At first he heard the sounds of indifferent talk, then only the sound of Anna Mikhailovna’s voice making a long speech, then a cry, then silence, then both voices again, speaking together with joyful intonations, and then footsteps, and then Anna Mikhailovna opened the door to him. Anna Mikhailovna’s face bore the proud expression of a surgeon who has completed a difficult amputation and admits the public so that it can appreciate his art.
“C’est fait!”*259 she said to the count, pointing with a solemn gesture to the countess, who was holding the snuffbox with the portrait in one hand and the letter in the other, and pressing her lips first to the one, then to the other.

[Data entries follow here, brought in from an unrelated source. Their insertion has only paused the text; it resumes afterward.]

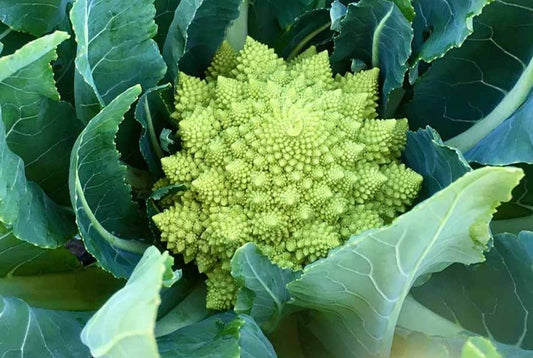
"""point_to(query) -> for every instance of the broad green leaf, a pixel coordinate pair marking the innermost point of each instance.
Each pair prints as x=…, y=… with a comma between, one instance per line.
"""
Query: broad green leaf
x=479, y=347
x=263, y=293
x=509, y=143
x=407, y=8
x=124, y=326
x=52, y=279
x=358, y=290
x=440, y=25
x=408, y=344
x=24, y=208
x=163, y=18
x=252, y=341
x=12, y=40
x=109, y=222
x=36, y=17
x=39, y=127
x=215, y=336
x=64, y=67
x=115, y=51
x=474, y=88
x=220, y=336
x=522, y=203
x=438, y=164
x=189, y=309
x=35, y=332
x=195, y=34
x=467, y=296
x=269, y=19
x=152, y=112
x=310, y=29
x=376, y=32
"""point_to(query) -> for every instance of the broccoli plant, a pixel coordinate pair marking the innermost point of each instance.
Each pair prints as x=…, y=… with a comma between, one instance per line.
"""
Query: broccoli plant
x=281, y=154
x=208, y=178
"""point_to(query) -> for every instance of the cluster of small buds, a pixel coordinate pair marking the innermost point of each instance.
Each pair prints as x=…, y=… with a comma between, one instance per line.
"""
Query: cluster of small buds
x=282, y=154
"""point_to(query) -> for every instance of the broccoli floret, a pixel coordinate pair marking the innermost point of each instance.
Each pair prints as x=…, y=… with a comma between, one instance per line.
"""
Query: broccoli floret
x=282, y=154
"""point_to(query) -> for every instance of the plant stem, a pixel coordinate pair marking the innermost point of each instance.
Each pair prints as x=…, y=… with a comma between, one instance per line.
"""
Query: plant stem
x=238, y=31
x=306, y=39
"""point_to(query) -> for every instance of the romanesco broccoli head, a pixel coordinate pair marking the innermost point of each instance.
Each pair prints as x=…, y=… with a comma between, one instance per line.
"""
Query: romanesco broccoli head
x=282, y=154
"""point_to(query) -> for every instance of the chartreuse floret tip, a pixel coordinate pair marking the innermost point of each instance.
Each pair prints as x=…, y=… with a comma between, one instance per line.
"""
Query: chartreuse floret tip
x=281, y=154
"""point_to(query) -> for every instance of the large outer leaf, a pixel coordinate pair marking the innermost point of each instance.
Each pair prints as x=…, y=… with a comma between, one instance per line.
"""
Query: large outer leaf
x=163, y=18
x=12, y=40
x=52, y=279
x=221, y=336
x=108, y=220
x=467, y=295
x=360, y=287
x=152, y=112
x=312, y=28
x=447, y=22
x=115, y=51
x=517, y=215
x=376, y=32
x=509, y=143
x=476, y=87
x=438, y=164
x=36, y=17
x=196, y=33
x=269, y=19
x=24, y=207
x=124, y=326
x=263, y=293
x=34, y=332
x=40, y=128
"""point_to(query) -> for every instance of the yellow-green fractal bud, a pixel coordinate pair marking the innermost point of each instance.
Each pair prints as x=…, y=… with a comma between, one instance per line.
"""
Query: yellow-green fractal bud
x=282, y=154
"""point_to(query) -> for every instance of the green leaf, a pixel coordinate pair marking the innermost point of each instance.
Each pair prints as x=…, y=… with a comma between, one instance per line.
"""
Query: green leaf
x=196, y=32
x=34, y=332
x=163, y=18
x=152, y=112
x=409, y=344
x=124, y=326
x=115, y=51
x=189, y=310
x=407, y=8
x=220, y=336
x=36, y=17
x=40, y=128
x=24, y=208
x=64, y=67
x=440, y=25
x=310, y=29
x=263, y=291
x=359, y=289
x=466, y=295
x=474, y=88
x=109, y=222
x=376, y=32
x=510, y=142
x=12, y=40
x=269, y=19
x=438, y=164
x=522, y=203
x=212, y=337
x=52, y=279
x=479, y=347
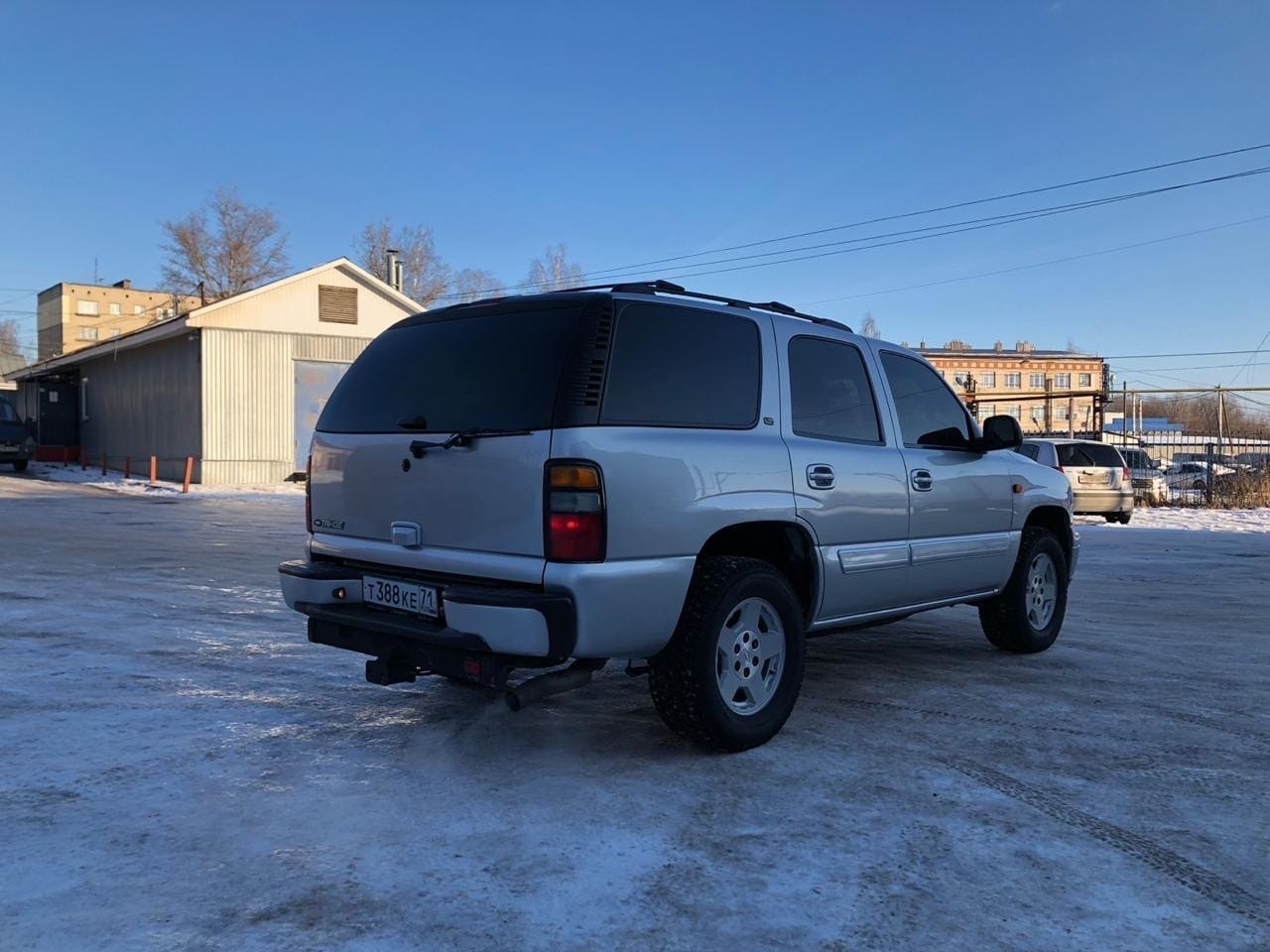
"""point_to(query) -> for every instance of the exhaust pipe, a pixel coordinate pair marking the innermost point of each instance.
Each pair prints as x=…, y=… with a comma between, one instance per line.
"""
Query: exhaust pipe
x=575, y=675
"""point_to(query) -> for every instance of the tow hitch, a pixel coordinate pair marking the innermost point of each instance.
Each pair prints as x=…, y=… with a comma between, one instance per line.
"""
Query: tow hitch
x=575, y=675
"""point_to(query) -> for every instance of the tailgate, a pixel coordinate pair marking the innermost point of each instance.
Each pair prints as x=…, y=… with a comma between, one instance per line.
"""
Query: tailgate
x=485, y=497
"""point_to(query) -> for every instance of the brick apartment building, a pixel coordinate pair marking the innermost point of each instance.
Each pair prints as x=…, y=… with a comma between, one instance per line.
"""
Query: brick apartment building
x=1047, y=391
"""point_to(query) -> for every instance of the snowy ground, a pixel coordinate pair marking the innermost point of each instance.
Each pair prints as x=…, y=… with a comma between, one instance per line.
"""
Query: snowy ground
x=180, y=770
x=114, y=481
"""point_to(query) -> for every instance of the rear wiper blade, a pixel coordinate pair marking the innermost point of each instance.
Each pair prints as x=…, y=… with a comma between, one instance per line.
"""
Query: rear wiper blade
x=461, y=438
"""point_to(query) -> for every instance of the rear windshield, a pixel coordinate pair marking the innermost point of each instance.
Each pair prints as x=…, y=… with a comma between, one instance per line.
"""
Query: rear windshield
x=495, y=371
x=1088, y=454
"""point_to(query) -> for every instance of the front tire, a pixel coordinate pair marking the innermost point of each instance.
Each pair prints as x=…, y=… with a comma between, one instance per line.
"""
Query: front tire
x=730, y=674
x=1026, y=616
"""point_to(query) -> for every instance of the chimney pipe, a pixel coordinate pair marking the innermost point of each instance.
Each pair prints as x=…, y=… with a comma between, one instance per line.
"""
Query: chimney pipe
x=390, y=271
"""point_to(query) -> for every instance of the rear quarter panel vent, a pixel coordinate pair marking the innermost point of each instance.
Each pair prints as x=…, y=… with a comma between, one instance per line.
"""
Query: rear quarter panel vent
x=581, y=385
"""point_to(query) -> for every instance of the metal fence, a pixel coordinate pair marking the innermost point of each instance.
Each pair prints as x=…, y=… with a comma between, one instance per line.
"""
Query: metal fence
x=1194, y=447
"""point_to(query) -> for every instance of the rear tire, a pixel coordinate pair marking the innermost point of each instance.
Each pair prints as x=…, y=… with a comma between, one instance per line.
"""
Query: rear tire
x=1026, y=616
x=730, y=674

Seeing the count, she held her arms out to him, embraced his bald head, and again, over his bald head, looked at the letter and the portrait, and again pushed the bald head slightly away so as to press her lips to them. Vera, Natasha, Sonya, and Petya came into the room, and the reading began. In the letter Nikolushka gave a brief description of the march, the two battles in which he had taken part, and his promotion to officer, and said that he kissed the hands of maman and papa, asking their blessing, and kissed Vera, Natasha, and Petya. Besides that, he sent his greetings to M. Schelling, and Mme Schoss, and the nanny, and besides that he asked them to kiss his dear Sonya, whom he loved as ever and remembered as ever. Hearing that, Sonya blushed so much that tears came to her eyes. And, unable to bear the gazes turned to her, she rushed to the ballroom, made a run, twirled, and, her dress ballooning, all flushed and smiling, sat down on the floor. The countess was crying.